Please read the marking rubric carefully while doing the assignment
BUS708 Statistics and Data Analysis
Trimester 1, 2021
1 OVERVIEW OF THE ASSIGNMENT
This assignment will test your skills to collect, summarise and present data using Microsoft Excel and/or other approved tools. It will also test your understanding to interpret the output produced by the tools to solve business problems.
You will need to use the dataset allocated to you, as well as to perform data collection and produce numerical and graphical summary. You will need to submit an Excel file following the requirement as explained below.
2 TASK DESCRIPTION
There are two datasets involved in this assignment: Dataset 1 and Dataset 2, detailed below.

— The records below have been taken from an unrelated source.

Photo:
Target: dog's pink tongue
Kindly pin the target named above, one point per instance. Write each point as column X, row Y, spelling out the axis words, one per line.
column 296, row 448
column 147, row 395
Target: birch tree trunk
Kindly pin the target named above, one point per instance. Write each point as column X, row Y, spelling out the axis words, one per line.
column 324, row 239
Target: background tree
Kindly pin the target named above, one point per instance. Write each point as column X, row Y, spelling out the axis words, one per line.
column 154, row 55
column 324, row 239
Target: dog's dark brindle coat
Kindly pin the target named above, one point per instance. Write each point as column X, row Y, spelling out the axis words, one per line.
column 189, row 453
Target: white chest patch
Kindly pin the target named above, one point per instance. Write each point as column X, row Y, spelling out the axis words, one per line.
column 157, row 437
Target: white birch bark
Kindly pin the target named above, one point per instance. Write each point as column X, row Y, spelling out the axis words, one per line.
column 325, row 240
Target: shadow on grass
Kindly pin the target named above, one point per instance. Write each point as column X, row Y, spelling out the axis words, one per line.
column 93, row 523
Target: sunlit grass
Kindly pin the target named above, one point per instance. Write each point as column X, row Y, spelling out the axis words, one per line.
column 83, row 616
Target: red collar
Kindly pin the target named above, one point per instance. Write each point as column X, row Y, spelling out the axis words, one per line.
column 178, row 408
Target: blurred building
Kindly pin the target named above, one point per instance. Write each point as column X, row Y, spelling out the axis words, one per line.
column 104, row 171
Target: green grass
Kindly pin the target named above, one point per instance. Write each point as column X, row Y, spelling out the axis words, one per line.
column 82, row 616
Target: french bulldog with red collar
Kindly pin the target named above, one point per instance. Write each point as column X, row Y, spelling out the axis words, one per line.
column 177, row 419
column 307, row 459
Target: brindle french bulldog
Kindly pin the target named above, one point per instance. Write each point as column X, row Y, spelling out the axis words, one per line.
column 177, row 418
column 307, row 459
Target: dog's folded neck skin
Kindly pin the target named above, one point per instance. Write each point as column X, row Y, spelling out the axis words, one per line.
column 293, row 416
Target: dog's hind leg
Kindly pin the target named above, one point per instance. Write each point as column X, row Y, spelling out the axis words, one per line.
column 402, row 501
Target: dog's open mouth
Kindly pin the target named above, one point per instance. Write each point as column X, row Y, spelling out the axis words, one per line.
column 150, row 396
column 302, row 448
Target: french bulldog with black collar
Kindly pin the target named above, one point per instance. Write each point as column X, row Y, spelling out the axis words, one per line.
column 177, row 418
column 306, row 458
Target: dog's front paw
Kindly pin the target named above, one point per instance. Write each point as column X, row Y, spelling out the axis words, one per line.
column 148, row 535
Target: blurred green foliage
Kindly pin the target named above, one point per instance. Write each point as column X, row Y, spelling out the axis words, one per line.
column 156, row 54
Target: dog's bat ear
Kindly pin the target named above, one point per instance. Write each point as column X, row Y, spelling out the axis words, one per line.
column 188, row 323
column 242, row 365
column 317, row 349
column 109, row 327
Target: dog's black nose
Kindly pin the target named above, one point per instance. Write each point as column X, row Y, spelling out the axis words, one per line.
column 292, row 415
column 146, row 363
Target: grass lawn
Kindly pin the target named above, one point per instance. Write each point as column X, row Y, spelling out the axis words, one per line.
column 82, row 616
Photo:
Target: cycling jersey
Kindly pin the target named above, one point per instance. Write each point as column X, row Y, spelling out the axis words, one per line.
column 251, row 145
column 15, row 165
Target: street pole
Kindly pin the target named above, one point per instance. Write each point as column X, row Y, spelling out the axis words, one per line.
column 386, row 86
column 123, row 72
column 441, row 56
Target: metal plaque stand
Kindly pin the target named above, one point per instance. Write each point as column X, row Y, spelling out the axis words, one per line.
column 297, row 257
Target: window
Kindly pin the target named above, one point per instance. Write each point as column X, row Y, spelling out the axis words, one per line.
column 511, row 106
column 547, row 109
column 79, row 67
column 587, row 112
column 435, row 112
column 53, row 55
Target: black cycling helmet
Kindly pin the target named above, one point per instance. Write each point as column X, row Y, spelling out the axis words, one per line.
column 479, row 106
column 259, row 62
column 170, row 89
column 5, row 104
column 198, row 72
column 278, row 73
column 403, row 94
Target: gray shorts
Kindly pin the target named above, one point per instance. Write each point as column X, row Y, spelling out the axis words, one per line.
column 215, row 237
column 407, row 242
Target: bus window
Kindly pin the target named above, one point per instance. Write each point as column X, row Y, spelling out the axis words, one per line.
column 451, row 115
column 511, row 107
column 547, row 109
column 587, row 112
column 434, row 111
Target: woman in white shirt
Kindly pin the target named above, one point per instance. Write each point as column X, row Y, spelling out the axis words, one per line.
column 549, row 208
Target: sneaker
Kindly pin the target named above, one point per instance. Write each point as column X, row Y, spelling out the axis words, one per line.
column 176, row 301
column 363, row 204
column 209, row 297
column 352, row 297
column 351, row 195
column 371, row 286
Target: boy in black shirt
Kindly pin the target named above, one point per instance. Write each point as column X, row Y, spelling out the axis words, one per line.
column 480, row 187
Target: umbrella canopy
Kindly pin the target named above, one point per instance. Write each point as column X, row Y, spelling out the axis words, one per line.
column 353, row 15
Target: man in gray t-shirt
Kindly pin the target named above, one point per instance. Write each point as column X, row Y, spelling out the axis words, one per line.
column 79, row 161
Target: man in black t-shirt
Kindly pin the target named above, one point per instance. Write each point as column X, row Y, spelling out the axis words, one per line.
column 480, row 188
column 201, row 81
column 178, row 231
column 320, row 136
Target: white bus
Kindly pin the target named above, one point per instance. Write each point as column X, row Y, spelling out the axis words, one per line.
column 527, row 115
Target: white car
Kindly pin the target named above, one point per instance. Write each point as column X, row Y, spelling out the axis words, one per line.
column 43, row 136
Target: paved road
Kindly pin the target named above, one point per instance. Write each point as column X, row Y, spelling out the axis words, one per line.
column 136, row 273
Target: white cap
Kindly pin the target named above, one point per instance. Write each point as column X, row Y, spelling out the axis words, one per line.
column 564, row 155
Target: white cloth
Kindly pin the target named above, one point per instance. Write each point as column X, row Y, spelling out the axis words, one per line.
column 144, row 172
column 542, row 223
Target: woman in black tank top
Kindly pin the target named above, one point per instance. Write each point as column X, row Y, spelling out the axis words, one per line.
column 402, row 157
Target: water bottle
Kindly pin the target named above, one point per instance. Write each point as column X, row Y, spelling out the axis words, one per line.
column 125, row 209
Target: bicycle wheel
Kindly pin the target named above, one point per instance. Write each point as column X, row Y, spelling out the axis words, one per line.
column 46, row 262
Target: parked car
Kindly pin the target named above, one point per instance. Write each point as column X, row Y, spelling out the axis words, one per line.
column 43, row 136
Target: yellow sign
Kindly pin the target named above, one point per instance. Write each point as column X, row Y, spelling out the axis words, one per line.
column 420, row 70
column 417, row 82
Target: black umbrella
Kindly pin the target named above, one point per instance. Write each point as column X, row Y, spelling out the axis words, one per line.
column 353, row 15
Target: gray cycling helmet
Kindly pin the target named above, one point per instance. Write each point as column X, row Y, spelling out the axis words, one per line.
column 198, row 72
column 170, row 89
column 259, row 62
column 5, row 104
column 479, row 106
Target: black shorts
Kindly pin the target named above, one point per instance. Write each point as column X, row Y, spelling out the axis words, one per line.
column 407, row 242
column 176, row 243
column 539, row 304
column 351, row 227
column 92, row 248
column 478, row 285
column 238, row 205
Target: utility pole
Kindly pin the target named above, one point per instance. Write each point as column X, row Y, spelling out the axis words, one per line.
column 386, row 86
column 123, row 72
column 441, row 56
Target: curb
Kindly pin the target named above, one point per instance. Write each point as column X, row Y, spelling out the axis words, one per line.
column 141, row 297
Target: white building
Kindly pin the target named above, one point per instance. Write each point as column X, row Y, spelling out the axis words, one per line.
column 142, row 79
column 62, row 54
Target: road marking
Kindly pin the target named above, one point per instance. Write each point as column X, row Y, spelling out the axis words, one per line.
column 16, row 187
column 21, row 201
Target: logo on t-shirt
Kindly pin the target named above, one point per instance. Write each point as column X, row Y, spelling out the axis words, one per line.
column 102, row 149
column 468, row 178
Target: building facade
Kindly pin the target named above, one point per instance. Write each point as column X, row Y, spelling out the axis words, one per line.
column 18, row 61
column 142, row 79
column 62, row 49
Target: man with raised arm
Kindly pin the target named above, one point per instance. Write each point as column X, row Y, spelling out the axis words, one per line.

Dataset 1: This dataset will be sent to your KOI email address by the end of Week 3. Please email the lecturer if you have not received the dataset. This dataset is a subset of Google Play Store Apps dataset, by including only apps that have more than 1 million installs. The original dataset can be obtained from https://www.kaggle.com/gauthamp10/google-playstore-apps. Note that you will need to use the dataset sent to your email, not the original dataset.
Dataset 2: You will need to collect a dataset to answer your own research question. The details are given in Section 6 below. You will need to collect data from at least 30 international students. The data should have 2 categorical variables that will answer your research question (see Section 6).
Both datasets should be saved in an Excel file (see Submission Requirement on the next page). All data processing should be performed in Excel or other approved tools (this will be communicated during tutorials). Failure to use Excel or approved tools will results in mark deduction.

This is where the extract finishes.